What has taken me quite by surprise is the way that this culture has wormed its way into surprising places. My own profession, which at its best is concerned with one of the highest forms of art, is governed by a body that is only interested in a measured standard of practice. It takes annual fees from architects which are then used to pursue the same architects on the basis of complaints from “consumers” however spurious. Inevitably results and convictions are what is important, so the body focuses on the small and sole practioners rather than the big boys who are better able to defend themselves. The results of successful prosecutions are then gleefully posted in press releases in order to put the wind up the lone architect. All of this has a deadening and negative effect on the real work of designing buildings. When you are called up to face a tribunal only one is an architect. The chief executive is not an architect and we wonder how this has all happened. So from the top down we are not concerned or motivated to produce architecture that inspires thrills and delights but to devote ourselves to ticking boxes and covering our backs and if there is time or energy left over, then and only then can we think about design. It is all very very depressing.
The obsession with quantifiable results is fearsome and not only does it stifle creativity but it ditches ideals and principles. So we no longer speak of good but better, fairer rather than fair, more just rather than simply just. Crime and justice are managed so it is question of keeping the lid on things, reducing figures is what matters and seldom is there time to consider what actually might be the cause of it all. Drugs policy is about reducing harm not about what the problem really is. A health and safety policy is successful if it can bring down accident figures. I heard a health and safety officer declare that his aim was to reduce fatalities on building sites by a significant degree. “There are still too many needless deaths” he said. The aim to avoid any death wasn’t itself seen as an aim. Economic policy is about management, so that David Cameron advice, to us all, some time back, “to pay off your credit card loans” – the good common sense advice that my granny would have taught me, was stifled before it was actually said. It was important that people pursued debt to keep the high streets turning over and the so the economy is managed. The same influence is found in politics where party managers and spin doctors ditch idealism and visions in the drive towards a safe harmonious superficial unity, so that, in the end, the parties resemble each other. It was something that saddened Tony Benn.

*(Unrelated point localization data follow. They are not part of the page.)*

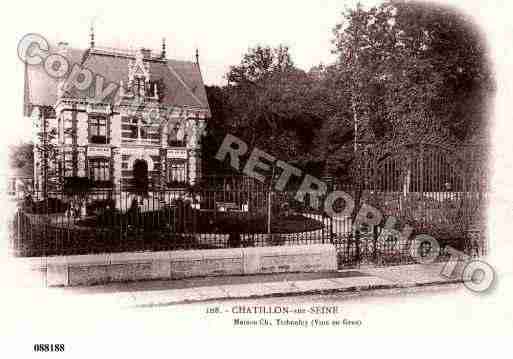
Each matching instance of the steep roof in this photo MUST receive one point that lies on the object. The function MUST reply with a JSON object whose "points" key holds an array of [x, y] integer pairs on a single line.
{"points": [[182, 80]]}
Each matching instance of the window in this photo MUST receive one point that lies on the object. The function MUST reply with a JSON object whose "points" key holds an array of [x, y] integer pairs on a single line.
{"points": [[69, 132], [139, 86], [177, 172], [98, 130], [176, 136], [134, 129], [99, 171], [67, 164]]}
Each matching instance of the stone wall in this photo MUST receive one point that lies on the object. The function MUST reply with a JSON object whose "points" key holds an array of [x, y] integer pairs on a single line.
{"points": [[115, 267]]}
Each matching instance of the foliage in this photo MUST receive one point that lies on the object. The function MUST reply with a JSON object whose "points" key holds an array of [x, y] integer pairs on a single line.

What is really astonishing is the way that this culture has wormed its way into the one institution, the one body which should not be following the rest but be a shining light in the darkness and confusion, which should be a haven for the oppressed, the lonely the hurt, which should be speaking courageously with a prophetic voice to the nations, the one body which should not be managed – the Church of Jesus Christ. And yet that seems to be what is happening. Congregations become consumers of religion and pastors service providers with job descriptions. Stipends that historic term that beautifully defines the way a minister is to be supported becomes salaries and the church simply becomes just another modernist machine with stated aims and objectives, standards and values with just as much box ticking and watching the back as in any other field. How did this happen?
A medic friend suggested to me that it was like this: The benefits that were brought to society by Christianity who pioneered them, such as in health, education and welfare, in institutions which were subsequently handed over to the civil authority, lost their Christian base, their grounding reason for being and the only thing to fill that vacuum was a pursuit of a humanist atheistic mechanistic agenda with measureable goals. It is a scary analysis. It is scarier still if the church itself is in danger of being consumed by the same Managementarianism.
Crawford Mackenzie
Do you share your medic friend’s analysis? Or, are you simply courting controversy?